Personal Finance

March 3, 2010

Selling the Potential Value of Real Estate


Scott’s latest video demonstrates the difficulty in selling potential value. Sellers occasionally attempt to list their home for more than market value because of a perceived notion of potential value. Unfortunately it is often difficult to convince a buyer of this potential value.

December 2, 2009

Why You Should Never Marry Your Bank


Have you ever noticed the longer a relationship is, the more likely those in the relationship will take advantage of each other? Often true in dating, marriage, and even banking.

Yes banks, like them or not, they have been known to take advantage of long-time loyal customers. Banks are keenly aware that a long-time loyal customer is less likely to shop around and get a second opinion. Yet shopping around is a simple way to ensure you are always getting a good deal.

Now I am not suggesting all banks are bad, but I have seen many loyal customers who have had the wool pulled over their eyes because their bank has become too comfortable with the relationship.

When you have been married for a long time, the indiscretions are usually minor and amount to dirty socks being left on the bedroom floor, or failing to put the lid back on the toothpaste. Incidentally, both are criminal offences in my home.  However, in your case, when your bank begins to treat you like Zsa Zsa Gabor treated her 8th husband, you know you have a problem.

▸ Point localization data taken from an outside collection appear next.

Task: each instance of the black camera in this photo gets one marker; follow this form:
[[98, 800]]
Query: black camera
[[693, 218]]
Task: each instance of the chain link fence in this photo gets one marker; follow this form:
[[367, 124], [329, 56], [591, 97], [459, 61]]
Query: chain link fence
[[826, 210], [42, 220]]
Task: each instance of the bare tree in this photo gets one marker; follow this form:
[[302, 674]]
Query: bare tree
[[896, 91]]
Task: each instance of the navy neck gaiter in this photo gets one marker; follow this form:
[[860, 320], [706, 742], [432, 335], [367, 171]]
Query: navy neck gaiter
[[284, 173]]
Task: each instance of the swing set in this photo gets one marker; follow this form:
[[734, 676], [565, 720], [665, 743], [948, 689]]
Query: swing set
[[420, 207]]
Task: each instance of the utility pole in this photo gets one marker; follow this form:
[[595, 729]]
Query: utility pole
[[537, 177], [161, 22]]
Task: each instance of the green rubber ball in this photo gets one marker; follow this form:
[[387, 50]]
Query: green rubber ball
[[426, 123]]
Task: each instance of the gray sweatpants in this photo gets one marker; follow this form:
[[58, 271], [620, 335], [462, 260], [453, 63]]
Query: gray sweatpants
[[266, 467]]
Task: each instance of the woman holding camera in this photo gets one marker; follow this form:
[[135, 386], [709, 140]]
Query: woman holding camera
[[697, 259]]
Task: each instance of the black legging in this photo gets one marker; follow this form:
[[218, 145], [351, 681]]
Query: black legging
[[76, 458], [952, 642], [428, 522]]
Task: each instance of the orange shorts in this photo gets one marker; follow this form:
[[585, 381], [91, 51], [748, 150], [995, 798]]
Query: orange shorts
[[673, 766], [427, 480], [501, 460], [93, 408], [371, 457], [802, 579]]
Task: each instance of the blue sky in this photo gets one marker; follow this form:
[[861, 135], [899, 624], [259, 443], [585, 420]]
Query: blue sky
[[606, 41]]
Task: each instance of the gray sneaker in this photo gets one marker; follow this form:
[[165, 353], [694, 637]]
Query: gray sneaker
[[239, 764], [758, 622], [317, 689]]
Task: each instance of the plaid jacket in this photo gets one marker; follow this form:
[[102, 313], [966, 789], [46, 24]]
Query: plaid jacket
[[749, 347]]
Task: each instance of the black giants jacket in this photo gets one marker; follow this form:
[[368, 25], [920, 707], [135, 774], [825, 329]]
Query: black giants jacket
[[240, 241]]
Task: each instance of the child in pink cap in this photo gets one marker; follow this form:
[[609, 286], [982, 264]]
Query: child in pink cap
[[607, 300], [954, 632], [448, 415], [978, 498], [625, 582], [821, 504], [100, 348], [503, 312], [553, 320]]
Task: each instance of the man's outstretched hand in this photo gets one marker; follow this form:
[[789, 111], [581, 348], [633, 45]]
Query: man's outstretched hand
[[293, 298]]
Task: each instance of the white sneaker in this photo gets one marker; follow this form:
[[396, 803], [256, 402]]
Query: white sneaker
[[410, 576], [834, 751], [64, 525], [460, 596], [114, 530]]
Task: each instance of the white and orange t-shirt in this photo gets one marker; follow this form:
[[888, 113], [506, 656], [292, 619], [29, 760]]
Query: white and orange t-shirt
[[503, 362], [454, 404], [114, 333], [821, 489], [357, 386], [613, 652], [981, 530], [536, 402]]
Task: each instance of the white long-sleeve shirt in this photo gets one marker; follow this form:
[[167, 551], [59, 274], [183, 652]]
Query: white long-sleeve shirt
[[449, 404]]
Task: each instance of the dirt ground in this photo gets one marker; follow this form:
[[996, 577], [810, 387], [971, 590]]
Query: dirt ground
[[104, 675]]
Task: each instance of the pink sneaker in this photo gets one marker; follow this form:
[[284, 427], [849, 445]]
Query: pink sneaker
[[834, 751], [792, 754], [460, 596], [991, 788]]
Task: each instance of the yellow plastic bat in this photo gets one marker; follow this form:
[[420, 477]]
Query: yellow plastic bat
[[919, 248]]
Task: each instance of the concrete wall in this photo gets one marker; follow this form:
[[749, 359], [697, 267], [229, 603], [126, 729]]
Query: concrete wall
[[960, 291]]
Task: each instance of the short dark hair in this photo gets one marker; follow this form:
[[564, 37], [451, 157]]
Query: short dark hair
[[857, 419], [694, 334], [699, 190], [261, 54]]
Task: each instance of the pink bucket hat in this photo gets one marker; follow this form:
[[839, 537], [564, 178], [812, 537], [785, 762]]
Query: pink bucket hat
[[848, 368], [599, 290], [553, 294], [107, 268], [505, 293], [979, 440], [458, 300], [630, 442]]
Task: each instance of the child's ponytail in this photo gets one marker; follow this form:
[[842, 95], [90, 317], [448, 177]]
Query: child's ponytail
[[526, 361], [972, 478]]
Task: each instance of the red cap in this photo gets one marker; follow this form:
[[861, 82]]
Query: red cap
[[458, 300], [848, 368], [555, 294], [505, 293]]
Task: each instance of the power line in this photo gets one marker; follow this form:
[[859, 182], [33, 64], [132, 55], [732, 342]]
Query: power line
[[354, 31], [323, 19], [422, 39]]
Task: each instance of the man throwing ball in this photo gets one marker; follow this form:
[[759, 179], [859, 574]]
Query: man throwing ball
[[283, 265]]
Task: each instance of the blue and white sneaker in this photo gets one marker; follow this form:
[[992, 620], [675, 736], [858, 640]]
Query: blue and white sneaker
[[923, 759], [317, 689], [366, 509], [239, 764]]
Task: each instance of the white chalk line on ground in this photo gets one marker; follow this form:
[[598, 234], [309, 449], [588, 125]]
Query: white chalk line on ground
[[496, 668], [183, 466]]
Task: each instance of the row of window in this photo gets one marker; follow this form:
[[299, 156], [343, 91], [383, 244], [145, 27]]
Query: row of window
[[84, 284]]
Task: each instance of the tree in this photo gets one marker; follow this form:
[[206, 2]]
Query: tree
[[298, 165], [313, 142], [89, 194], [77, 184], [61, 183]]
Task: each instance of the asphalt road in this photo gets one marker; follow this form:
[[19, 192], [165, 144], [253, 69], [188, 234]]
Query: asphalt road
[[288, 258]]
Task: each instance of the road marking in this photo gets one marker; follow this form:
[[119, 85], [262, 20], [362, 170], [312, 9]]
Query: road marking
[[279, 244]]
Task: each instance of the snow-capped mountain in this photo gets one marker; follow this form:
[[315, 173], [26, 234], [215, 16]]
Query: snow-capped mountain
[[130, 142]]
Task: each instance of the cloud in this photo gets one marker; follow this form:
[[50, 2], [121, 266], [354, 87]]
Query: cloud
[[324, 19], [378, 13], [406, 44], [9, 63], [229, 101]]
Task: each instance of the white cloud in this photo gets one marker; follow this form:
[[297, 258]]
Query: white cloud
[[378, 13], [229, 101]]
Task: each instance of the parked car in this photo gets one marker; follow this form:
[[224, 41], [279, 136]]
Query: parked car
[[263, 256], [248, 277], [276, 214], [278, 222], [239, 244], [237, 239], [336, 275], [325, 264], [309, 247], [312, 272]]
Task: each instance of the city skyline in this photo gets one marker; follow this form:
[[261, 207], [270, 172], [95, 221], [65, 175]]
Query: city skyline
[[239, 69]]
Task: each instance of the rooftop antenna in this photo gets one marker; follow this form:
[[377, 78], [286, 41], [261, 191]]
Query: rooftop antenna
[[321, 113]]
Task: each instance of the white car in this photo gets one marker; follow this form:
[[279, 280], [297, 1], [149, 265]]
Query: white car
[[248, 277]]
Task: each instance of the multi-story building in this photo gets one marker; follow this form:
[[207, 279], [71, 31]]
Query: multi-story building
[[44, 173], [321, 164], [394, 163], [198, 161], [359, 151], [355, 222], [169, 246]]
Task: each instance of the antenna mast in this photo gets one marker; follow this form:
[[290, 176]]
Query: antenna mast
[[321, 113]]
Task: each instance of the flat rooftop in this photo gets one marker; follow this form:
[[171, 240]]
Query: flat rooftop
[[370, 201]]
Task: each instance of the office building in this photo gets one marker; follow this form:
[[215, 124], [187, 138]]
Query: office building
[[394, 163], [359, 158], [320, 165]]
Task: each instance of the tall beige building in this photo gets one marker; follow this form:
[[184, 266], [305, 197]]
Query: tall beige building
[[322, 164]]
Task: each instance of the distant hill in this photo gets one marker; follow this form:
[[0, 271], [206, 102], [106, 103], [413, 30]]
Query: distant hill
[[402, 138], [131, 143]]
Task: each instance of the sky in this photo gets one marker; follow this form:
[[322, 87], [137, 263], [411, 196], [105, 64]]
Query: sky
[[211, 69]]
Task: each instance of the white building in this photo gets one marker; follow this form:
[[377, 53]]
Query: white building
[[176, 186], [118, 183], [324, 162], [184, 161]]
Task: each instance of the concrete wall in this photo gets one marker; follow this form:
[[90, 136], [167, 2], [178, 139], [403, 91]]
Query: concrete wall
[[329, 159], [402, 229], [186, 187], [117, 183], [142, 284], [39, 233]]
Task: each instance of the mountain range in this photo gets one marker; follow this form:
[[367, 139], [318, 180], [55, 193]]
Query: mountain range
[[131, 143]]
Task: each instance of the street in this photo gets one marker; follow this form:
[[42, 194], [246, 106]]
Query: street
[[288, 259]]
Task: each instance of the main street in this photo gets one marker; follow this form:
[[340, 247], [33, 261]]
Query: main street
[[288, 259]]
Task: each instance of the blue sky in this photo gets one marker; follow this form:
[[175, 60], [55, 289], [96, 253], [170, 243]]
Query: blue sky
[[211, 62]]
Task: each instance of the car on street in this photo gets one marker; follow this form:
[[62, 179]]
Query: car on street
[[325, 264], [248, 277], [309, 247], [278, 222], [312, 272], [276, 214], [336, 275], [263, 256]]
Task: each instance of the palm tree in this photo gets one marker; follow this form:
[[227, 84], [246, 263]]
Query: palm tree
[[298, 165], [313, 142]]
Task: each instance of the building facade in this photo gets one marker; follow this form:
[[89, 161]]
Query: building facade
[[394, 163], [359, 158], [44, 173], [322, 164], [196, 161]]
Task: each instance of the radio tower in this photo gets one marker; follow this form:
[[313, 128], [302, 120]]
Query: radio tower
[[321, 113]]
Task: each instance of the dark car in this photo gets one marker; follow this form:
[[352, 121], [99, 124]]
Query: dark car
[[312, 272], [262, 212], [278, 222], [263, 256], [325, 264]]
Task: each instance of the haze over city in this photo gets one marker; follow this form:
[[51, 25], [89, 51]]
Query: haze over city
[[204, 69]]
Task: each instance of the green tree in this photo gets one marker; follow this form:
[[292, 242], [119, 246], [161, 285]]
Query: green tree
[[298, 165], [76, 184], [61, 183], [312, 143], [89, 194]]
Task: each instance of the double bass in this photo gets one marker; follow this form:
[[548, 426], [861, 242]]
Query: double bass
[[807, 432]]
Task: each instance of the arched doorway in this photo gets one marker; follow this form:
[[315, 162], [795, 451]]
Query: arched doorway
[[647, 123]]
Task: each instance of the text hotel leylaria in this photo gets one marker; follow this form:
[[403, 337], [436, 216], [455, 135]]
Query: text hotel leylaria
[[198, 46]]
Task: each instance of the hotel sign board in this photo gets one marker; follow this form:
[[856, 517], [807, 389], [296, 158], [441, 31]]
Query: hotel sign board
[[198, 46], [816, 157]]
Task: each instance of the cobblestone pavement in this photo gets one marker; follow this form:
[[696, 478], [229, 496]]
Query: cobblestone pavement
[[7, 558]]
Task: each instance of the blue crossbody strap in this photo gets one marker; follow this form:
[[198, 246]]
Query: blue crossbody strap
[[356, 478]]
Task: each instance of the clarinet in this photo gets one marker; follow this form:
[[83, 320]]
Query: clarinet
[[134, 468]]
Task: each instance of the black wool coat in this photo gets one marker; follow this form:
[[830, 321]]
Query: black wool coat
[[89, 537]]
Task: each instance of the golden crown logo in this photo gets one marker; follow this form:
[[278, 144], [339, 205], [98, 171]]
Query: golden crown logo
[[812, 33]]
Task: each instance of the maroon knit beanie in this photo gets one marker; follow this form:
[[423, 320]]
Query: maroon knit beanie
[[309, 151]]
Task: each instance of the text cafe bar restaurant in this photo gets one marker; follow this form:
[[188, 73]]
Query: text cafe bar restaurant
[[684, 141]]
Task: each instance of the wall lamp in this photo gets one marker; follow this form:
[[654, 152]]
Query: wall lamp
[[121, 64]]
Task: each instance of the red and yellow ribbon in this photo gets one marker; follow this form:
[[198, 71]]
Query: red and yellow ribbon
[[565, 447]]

Mortgage renewals are a perfect example. When a client has an existing mortgage they are typically mailed a notice with various rate options. The idea is for the borrower to choose an option, sign it, and send it back in. However, the rates quoted on the renewal notices are typically 0.50% -1.00% higher than the best available rates at any given time!

If you have a 30 year $200,000 mortgage, an increase of 0.50% over the life of the mortgage amounts to over $21,000 in interest! Not a small sum of money.

The crazy thing is that new customers who have no pre-existing relationship will typically be offered lower, more attractive rates in order to convince them to become a customer. Then, unfortunately, once you are a customer, the onus is on you to make sure you always get a good deal.

My suggestion is as follows – begin dating your bank, but do not get married.  Commitment is sound advice for most relationships, but it can be very costly when it comes to your finances.  The best way to ensure your bank treats you like a first date instead of a 3rd marriage is to get educated. Understand your options and for heaven sakes, always shop around before you sign on the dotted line. Make a few calls to make sure you and your business are courted, not taken advantage of!

Scott Peckford is the owner of Mortgage Architects in Kelowna check out his videos and other rants at www.scottpeckford.com

November 23, 2009

Try a Crash ‘Cash’ Diet This Winter


Do you know who is on the twenty dollar bill? If you are like most Canadian you probably would have to guess. A quick survey of my officemates and a full 80% had no idea whose portrait graced the twenty dollar bill. (For the record it is the Queen)

Managing money in our paperless, wireless and cashless society is like trying to bottle fog –no matter how hard you try you cannot seem to get a grip on it. It raises an important question: How do you manage money if you never actually see it?

Cash has become all but absent from most daily transactions. A Vanier Study indicated the retail use of credit card transactions has increased 60% from 2002 to 2007 alone! The same study indicated 76% of the value of all retail transactions, excluding autos, were put on a plastic.

It is no surprise people are quick to flash plastic when paying. Many offer rewards, travel points and purchase protection. Credit cards have certainly made shopping simpler and safer.

What is the catch?

This reliance on plastic instead of paper does have a cost. According to Dunn and Bradstreet Americans spend 12-18% more on credit compared to using cash. The reality is it is difficult to manage money when we never actually see it.

The problem is when consumers use credit cards they tend to spend more and run the risk of going into debt. It is difficult to spend more than you make if you are using cash. With credit however, you can pile on debt gradually until it becomes unmanageable. In fact, debt has increased 6 times faster than income since 1990.

What is the solution?

A simple way to get a handle on your money is to go on a temporary, “Crash Cash Diet.” Six weeks will usually work and allow you to get in touch with your money again.

There is a very real sense of loss when you hand someone a twenty dollar bill and get back a meagre handful of coins. You will also notice your cash stuffed purse or wallet begin to shrink as the week progresses. This alone is enough to jostle most people into paying more attention to their spending.

I would not suggest ditching your credit card completely, credit is too important and besides I like the points. However, a temporary hiatus could be good for your relationship with your money.